Center must return illegal donation despite finance watchdog shortcomings

A long-running court case has reached the stage where the Center Party must still pay back the bulk of one million euros deemed an illegal party donation has also revealed shortcomings on the part of the main watchdog body tasked with monitoring party finances.

In January this year, corruption scandal involving the Center Party and a real estate project in Tallinn prompted the resignation of Center leader Jüri Ratas as prime minister, and a coalition collapse, within hours of an investigation into the goings-on being made public.

The case ruled on Friday predates that, and involves work done by a firm for the party's political campaigning over the period 2009-2015, which was not adequately documented or invoiced for.

In essence, a Center Party complaint were not justified, the court found this week, but at the same time another court granting the complaint and annulling the injunction had made its decisions related to inadequacies in evidence presented in the first place.

The injunction concerned a donation by Midfield OU to the Center Party in the form of advertising services provided to the appellant which ERJK deemed forbidden as Midfield OU had not presented invoices to Center or requested payment for its services.

The second-tier Tallinn Circuit Court concluded Friday that there had been shortcomings in the collection of evidence which need to be eliminated, and largely upheld a previous ruling, meaning a precept the Supervisory Committee on Party Financing (ERJK) on Center remains in force.

Election campaigning by Center not properly invoiced

Center is charged with having its election campaigns from 2009-2015 conducted by a private sector firm, Midfield OÜ, whose owner is Paavo Pettai, inadequately invoiced.

Confirmations allegedly sent via email to Pettai had been dismissed as unreliable evidence by the first-tier administrative court. Pettai allegedly did not forward these to an expert witness called to the case but instead these were printed out and added to the expert assessment at some point.

The first-tier court had said: "This printout does not provide sufficient certainty for the court that the contract partner of Midfield OÜ has indeed sent such a confirmation via email."

"As Midfield OÜ has a financial interest in the resolution of this case, the company is not impartial and the documents presented by it must be viewed with reasonable skepticism. A confirmation in the form of evidence without a signature is likewise not reliable for the same reasons," the court went on.
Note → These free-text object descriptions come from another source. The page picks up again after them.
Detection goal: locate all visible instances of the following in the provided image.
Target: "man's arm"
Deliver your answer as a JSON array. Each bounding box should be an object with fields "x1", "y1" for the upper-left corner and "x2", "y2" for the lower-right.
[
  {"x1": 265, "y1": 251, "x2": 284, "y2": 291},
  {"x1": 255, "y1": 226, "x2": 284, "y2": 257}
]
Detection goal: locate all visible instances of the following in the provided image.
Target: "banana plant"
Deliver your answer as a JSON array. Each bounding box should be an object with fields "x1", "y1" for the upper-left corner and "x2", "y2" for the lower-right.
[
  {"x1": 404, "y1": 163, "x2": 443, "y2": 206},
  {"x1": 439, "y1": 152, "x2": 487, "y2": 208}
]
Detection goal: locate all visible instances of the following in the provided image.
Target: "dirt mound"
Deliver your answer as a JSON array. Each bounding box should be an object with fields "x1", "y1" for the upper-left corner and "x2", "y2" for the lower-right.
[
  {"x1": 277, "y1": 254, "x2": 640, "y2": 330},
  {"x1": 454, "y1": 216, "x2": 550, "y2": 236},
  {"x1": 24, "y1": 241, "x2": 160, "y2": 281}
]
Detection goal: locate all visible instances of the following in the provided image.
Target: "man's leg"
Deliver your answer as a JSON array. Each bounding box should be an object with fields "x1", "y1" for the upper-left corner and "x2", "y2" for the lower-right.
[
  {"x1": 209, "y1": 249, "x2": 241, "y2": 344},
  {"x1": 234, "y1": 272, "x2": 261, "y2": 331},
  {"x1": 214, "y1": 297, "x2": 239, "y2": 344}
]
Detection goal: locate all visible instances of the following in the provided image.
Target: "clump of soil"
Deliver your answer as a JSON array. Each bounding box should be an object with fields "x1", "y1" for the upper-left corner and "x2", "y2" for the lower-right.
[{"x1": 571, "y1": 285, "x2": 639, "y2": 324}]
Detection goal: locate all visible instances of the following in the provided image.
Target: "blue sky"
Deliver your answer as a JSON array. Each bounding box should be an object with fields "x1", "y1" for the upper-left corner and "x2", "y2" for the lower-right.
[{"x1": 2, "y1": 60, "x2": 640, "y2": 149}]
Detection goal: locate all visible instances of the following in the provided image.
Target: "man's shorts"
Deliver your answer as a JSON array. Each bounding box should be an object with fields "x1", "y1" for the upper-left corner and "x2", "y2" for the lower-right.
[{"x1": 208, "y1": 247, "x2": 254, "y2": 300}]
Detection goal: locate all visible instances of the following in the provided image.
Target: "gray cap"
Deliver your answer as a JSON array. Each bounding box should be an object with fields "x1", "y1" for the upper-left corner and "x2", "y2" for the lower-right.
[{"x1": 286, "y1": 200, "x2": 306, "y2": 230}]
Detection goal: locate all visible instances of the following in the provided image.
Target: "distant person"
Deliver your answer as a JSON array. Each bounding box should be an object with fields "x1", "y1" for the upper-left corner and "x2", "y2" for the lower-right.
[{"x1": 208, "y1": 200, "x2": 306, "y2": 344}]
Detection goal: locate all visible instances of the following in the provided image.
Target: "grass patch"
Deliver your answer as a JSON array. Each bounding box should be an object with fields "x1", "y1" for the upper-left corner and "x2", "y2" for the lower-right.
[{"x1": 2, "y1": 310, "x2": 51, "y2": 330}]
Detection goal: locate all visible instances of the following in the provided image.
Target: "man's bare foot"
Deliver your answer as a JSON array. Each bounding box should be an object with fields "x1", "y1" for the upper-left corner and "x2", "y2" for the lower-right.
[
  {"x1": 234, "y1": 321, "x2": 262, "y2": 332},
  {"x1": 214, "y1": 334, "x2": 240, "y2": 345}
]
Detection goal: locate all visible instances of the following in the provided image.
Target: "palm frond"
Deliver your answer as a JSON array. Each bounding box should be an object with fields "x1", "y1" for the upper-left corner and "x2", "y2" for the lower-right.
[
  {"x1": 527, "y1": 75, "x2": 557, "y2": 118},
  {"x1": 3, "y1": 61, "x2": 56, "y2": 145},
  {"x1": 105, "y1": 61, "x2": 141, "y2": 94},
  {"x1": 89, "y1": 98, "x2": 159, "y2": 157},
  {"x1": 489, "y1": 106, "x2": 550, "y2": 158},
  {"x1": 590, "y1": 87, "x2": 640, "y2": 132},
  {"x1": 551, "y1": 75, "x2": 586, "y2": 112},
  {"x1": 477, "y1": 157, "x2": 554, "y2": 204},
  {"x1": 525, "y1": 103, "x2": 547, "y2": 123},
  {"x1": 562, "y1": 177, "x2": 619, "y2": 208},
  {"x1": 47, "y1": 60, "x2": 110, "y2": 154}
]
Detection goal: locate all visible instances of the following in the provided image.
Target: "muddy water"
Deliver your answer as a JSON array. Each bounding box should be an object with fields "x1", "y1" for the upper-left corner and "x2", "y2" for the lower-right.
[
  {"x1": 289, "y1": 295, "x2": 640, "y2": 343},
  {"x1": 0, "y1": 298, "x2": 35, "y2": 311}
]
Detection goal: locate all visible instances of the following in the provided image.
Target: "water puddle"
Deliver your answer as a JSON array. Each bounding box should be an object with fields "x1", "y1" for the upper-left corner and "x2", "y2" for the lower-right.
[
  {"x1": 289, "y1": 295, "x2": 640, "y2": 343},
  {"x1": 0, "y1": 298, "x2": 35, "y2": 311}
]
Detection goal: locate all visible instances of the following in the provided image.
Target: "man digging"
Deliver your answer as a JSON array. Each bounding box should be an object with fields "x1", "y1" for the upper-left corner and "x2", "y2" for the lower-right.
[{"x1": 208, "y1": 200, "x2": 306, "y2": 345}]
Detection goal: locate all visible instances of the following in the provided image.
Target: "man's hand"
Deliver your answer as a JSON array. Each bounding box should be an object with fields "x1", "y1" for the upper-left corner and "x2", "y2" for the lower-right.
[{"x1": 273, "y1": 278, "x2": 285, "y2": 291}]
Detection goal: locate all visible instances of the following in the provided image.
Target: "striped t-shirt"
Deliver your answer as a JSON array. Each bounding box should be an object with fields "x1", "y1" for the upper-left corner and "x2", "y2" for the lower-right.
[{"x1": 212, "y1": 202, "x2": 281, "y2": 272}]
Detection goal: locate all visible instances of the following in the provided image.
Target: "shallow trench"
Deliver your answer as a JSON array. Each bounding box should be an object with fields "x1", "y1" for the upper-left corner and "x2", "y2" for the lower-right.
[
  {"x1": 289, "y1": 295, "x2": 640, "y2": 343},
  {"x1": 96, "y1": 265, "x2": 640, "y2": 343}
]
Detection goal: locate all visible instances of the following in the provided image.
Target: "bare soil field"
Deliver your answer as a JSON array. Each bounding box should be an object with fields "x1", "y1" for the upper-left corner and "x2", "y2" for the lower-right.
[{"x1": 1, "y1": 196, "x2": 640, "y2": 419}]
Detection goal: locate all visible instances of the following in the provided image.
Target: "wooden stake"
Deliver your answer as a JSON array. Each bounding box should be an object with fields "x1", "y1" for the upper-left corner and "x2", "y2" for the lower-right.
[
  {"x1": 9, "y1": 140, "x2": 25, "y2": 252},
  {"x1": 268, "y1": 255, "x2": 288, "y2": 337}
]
The administrative court noted that the ERJK generally had not collected enough evidence in its administrative proceedings, adding that errors in gathering evidence were significant, as they may have affected the size of the sum Center was ordered to return to Midfield.

"Thus, the ERJK did not collect evidence to verify the link between the invoices bearing the confirmation of P. Pettai or Midfield OÜ and the appellant. Evidence presented by Midfield OÜ has not been viewed with sufficient discernment, and there has not been an attempt to check the reliability thereof through evidence that is unrelated to Midfield," the court said.

This may have affected the injunction, which thus must be annulled.

The court said that the ERJK can either conduct new administrative proceedings into the Center Party's case, collect the missing evidence or leave unproven invoices aside, recalculating the sum and issuing a new injunction to Center.

The court also left unchanged the interim injunction granted to Center on May 28, 2019, until the judgement in the litigation enters into effect, which means that the fulfillment of the ERJK injunction has been suspended until that time.

The prohibited donation must still be returned, but minus VAT.